OK, to be honest, I made a dumbed down version, but it was still really, really good.

Instead of making the bao from scratch ("Did she really make fresh bao? Quaint!") I cheated and used these yeast rolls that come frozen. They are just good yeast rolls, a little sweet and very puffy. I thawed them out, let them rise, stuffed them and let them rise again.

But that was the only cheating part. I did make my own version of the barbecue sauce, so it may not be exactly authentic, but it tasted amazing.

I slow roasted a pork shoulder butt - just over 2 lbs.: first I covered it in salt, pepper, chopped garlic and olive oil, seared it in a hot pan and then put it on a grate in my roaster, with a little water (not touching the roast), covered it tightly with foil and roasted it for an hour at 350F and for three additional hours at 300F.

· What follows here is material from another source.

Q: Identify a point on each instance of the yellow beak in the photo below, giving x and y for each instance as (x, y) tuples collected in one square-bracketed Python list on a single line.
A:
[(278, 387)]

When it came out it just fell apart, so I shredded it up and put it in the sauce I had made, in the same pan where I seared the roast. I removed all the garlic bits that had fallen off the roast when I seared it, cause it was starting to look burnt, but left all the lovely pork flavor. Then I added a little more oil, about half a finely chopped onion and one finely chopped clove of garlic. While that sauteed, I added 1/2 tsp ginger, 1/4 tsp salt, 3 tbls brown sugar, 1 tbls soy sauce, 2 tbls white vinegar and 5 tbls hoisin sauce. Keep in mind that these figures are all guesses cause I didn't really measure anything, but I just kept tasting it as I went along to make sure I had what I wanted.

Once I added in the roast pork (and I only used about 1/2 of it), the pork mostly soaked up the sauce, so it had the flavor, but wasn't all saucy.

I split up the pork into 9 buns (there are three of us and I wanted us to all have 3 each - cause we like to eat), twisted the edges up and let them rise again, and then steamed them in my metal veggie steamer for about 15 minutes. I don't have a bamboo steamer, but this worked just fine.

I did put two of them in the oven, just to see what would happen and they were good that way as well, just a little crunchier.